The program returned $800,000 to the state coffers since it began two years ago, according to a press release. Chief State’s Attorney Kevin T. Kane said those who don’t pay up may face more charges and maybe even prison.

“We are dealing with the intentional theft of tax dollars that have been allocated to benefit those in need. This is not about someone making a mistake,” Kane said.

Gov. Dannel P. Malloy said the the so-called “Chasing Cheaters” unemployment fraud prosecution program represents a commitment to utilizing new technology to identify, investigate, and prosecute fraud cases — and it saves money.

“Obviously when people commit crimes against the state, it should be understood that we’re going to come after you,” Malloy said.

The federally-funded Unemployment Compensation Fraud Unit uses public tips, integrity software, and surveillance tools to build its cases.

Illegal maneuvers identified through the program run the gamut from collecting while working, to using another person’s social security number, to creating false employment records.

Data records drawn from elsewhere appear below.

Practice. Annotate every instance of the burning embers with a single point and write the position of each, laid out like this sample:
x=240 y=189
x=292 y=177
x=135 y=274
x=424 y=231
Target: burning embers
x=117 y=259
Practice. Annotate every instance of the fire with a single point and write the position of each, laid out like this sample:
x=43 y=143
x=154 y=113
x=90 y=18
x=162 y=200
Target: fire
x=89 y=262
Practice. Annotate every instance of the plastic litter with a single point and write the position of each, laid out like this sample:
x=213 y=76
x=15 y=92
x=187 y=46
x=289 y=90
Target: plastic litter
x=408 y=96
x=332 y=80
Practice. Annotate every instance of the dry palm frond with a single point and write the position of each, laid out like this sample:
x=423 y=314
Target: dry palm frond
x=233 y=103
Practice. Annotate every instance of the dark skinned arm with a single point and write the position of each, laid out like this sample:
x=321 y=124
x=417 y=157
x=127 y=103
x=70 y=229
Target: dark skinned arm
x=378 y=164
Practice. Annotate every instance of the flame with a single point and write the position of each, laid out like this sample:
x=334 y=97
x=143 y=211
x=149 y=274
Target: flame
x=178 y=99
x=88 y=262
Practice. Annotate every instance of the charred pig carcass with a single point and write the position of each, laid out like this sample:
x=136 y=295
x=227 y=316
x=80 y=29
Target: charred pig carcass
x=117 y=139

The arrests have been made in cities and towns all over the state. Press releases from the Division of Criminal Justice give more details about cases like that of an East Hartford man charged with first-degree larceny for collecting nearly $100,000 over an 11-year span using an invalid social security number. A man from Norwich was accused of taking in $24,151 over four years by under-reporting his wages from UPS. A West Haven woman was charged after she allegedly “grossly under-reported her earnings” and collected benefits to the tune of $19,183 while employed.

A 40-year-old man from West Hartford ran afoul of several state agencies and was sentenced to serve 21 months in prison for fraudulently collecting unemployment and food stamp benefits and billing Medicaid for home health care work he didn’t do. The unemployment allegations included collecting benefits while working and using someone else’s identification to collect even more benefits.

State Labor Commissioner Sharon M. Palmer said these people are finding out the hard way that fraud won’t be tolerated. “These individuals refused to make restitution for what amounts to theft, which left us no alternative but to seek arrest warrants,” she said. “Unfortunately, their actions hurt employers, the taxpayers of Connecticut, and the state’s overall economic health.”

The unit is made up of two inspectors and a prosecutor who work with the state labor department to identify and investigate fraud and then obtain arrest warrants, according to the press release.